Cartwright spoke Thursday at the groundbreaking for a new center to treat brain injuries and psychological wounds. The move is "overdue," he said.

"It is something that men and women in uniform deserve, not only from the current conflict, but from past conflicts," Cartwright said.

The National Intrepid Center of Excellence for Psychological Health and Traumatic Brain Injury is slated to be completed in late 2009, according to a news release for Thursday’s event.
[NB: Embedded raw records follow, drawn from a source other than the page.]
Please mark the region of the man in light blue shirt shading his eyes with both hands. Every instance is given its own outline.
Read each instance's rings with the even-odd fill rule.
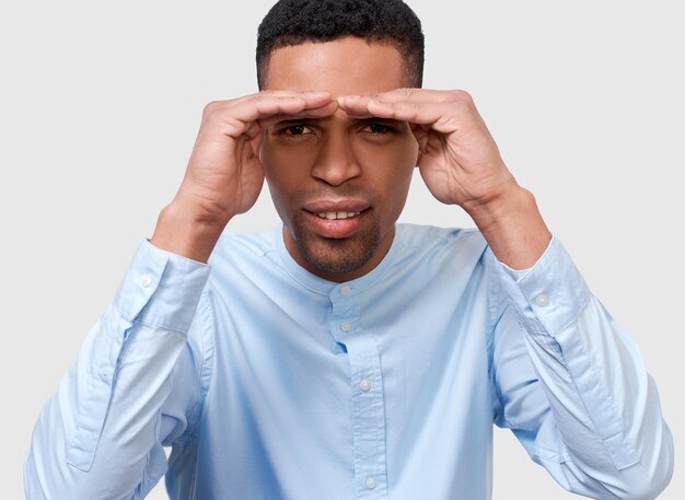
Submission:
[[[186,175],[43,409],[31,499],[487,499],[492,422],[566,489],[654,498],[671,433],[635,345],[471,96],[421,89],[399,1],[278,2],[258,94]],[[477,230],[396,224],[414,168]],[[223,233],[266,178],[282,226]],[[169,464],[163,446],[172,446]]]

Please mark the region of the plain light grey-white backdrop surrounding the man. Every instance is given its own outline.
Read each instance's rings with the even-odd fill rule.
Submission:
[[[40,407],[173,197],[202,106],[256,90],[256,28],[270,4],[0,7],[3,498],[22,498]],[[425,86],[472,93],[510,170],[641,347],[682,452],[680,2],[409,4],[427,37]],[[418,176],[400,220],[473,226]],[[265,188],[229,229],[277,221]],[[496,499],[571,498],[508,431],[496,431],[495,453]],[[661,498],[685,498],[681,476]],[[165,498],[162,487],[151,498]]]

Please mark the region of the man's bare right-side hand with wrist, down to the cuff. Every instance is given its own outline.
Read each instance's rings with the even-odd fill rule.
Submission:
[[[474,219],[499,260],[521,268],[542,255],[552,234],[532,194],[504,165],[467,92],[397,89],[337,101],[350,116],[408,121],[426,186],[438,200],[461,206]]]

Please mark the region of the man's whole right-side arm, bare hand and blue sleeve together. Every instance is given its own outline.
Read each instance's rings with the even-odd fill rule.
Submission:
[[[654,383],[507,168],[472,96],[396,89],[338,103],[348,114],[409,121],[426,186],[462,207],[488,242],[499,277],[491,290],[503,290],[494,299],[496,421],[571,491],[653,498],[673,467]],[[533,264],[518,281],[510,276]]]

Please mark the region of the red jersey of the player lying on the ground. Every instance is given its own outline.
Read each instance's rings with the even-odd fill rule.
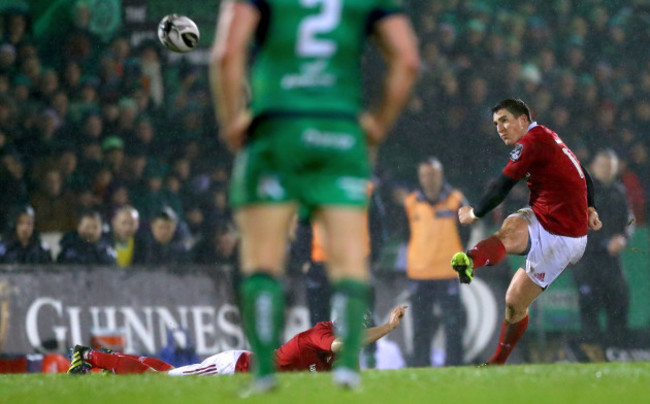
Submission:
[[[334,325],[323,321],[305,332],[291,338],[275,352],[275,361],[281,372],[309,370],[326,372],[332,370],[335,354]]]

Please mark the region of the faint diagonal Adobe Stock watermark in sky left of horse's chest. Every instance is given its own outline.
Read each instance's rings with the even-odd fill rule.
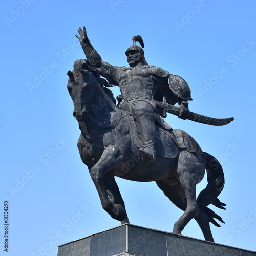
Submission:
[[[25,170],[25,175],[20,178],[16,179],[16,184],[14,186],[9,187],[9,191],[12,195],[12,197],[15,197],[17,193],[19,193],[22,189],[25,188],[27,184],[33,180],[38,173],[41,172],[44,166],[48,165],[50,161],[54,159],[58,155],[58,153],[63,150],[63,148],[66,147],[66,145],[69,143],[69,141],[66,141],[64,137],[62,139],[57,138],[57,142],[55,143],[55,146],[50,148],[48,152],[45,152],[44,154],[40,155],[38,158],[39,163],[34,164],[34,166],[29,169]]]

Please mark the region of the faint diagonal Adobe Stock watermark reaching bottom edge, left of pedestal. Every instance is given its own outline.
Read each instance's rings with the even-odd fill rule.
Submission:
[[[45,256],[47,253],[55,247],[59,240],[65,237],[65,233],[69,232],[84,216],[86,216],[92,207],[88,207],[87,204],[79,204],[79,209],[72,217],[67,218],[61,223],[61,229],[57,230],[53,236],[47,237],[47,242],[38,245],[38,251],[32,252],[31,256]]]

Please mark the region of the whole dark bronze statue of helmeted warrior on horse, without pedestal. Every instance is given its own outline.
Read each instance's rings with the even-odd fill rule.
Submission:
[[[140,36],[133,37],[134,45],[125,52],[127,68],[102,61],[85,27],[78,32],[87,60],[75,61],[73,71],[68,72],[67,88],[81,130],[80,157],[88,166],[103,209],[122,224],[129,223],[115,176],[156,181],[170,201],[184,211],[173,232],[180,234],[195,218],[205,239],[214,241],[209,222],[220,226],[214,218],[223,220],[207,206],[225,209],[217,198],[224,186],[222,167],[216,158],[202,152],[191,136],[172,129],[161,116],[170,112],[211,125],[224,125],[233,118],[214,119],[188,111],[188,84],[177,75],[148,65],[144,51],[135,43],[144,46]],[[122,94],[118,105],[107,88],[112,84],[119,86]],[[203,179],[205,169],[208,184],[196,198],[196,184]]]

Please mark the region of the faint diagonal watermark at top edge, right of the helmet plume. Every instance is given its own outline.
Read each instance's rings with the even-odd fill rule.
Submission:
[[[181,28],[185,28],[186,25],[190,23],[192,19],[198,15],[202,8],[206,6],[206,1],[205,0],[199,0],[197,5],[190,5],[189,6],[189,11],[187,11],[186,14],[182,13],[181,14],[181,20],[180,22],[174,22],[174,26],[178,32],[180,32]]]

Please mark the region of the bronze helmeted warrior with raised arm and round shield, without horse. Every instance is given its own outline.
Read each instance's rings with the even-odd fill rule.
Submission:
[[[177,83],[172,86],[170,83],[172,74],[159,67],[148,65],[143,49],[135,44],[135,37],[133,37],[134,45],[125,52],[130,66],[127,68],[112,66],[102,61],[91,45],[85,27],[79,28],[78,32],[80,37],[76,36],[80,40],[87,59],[95,67],[100,68],[100,75],[110,84],[119,86],[123,98],[119,108],[129,112],[134,118],[141,140],[140,156],[143,160],[156,160],[155,134],[160,114],[154,100],[161,101],[163,96],[166,96],[169,104],[174,105],[178,102],[179,117],[185,119],[186,111],[188,111],[187,100],[191,100],[191,92],[187,83],[184,81],[185,83],[183,82],[181,86]],[[142,42],[143,46],[142,38],[136,37],[139,37],[137,41]]]

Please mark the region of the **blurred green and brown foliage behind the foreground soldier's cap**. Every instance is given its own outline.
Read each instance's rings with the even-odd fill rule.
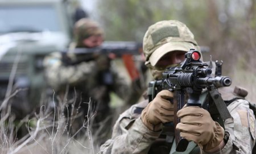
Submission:
[[[147,27],[160,20],[187,24],[197,43],[210,49],[204,60],[223,60],[222,74],[250,90],[249,100],[256,102],[255,0],[98,0],[96,6],[106,40],[142,42]]]

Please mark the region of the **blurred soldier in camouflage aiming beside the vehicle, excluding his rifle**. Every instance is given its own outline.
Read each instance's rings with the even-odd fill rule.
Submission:
[[[67,101],[69,116],[72,116],[72,104],[79,109],[79,122],[72,124],[72,134],[82,126],[88,110],[88,116],[95,114],[92,119],[96,128],[102,120],[111,117],[110,92],[126,100],[127,91],[130,91],[124,78],[112,65],[111,56],[72,53],[75,48],[94,48],[102,44],[104,32],[96,22],[88,18],[80,19],[75,23],[74,36],[75,41],[67,53],[51,53],[44,59],[47,83],[59,98],[57,102]],[[104,131],[106,133],[107,130]]]

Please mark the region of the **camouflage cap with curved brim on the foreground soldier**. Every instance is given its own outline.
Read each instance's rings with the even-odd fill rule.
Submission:
[[[151,25],[143,38],[146,65],[155,66],[168,52],[188,52],[191,48],[200,52],[192,32],[184,23],[177,20],[163,20]]]

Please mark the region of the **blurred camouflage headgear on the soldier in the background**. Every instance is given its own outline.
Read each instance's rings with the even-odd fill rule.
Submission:
[[[92,19],[82,18],[75,23],[73,34],[77,45],[81,45],[82,40],[93,35],[103,35],[104,32]]]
Money for the center is being raised by the Intrepid Fallen Heroes fund, a private charity that previously raised $60 million to build the Center for the Intrepid, a rehabilitation facility for amputees and burn victims at Brooke Army Medical Center in San Antonio, the news release said.

The center will focus on researching, diagnosing and treating TBI and psychological issues, said Arnold Fisher, honorary chairman of the Intrepid Fallen Heroes Fund. It will also provide follow-up care, he said.

"The need for this world-class facility has never been more pressing or more important," said Defense Secretary Robert Gates.

Gates said the center would provide a "holistic approach" to treat the unseen wounds caused by repeated combat deployments and the nature of the wars in both Iraq and Afghanistan.

Army Sgt. Francis Collins was among several recovering servicemembers who attended the ceremony. Collins, of the 2nd Cavalry Regiment (Stryker), 1st Armored Division, based in Vilseck, Germany, said he suffered TBI after surviving an explosively formed penetrator attack in Iraq.

He said the new center will help the military learn more about TBI, an injury about which much is not known.

"It’s a very big step and a good move," Collins said.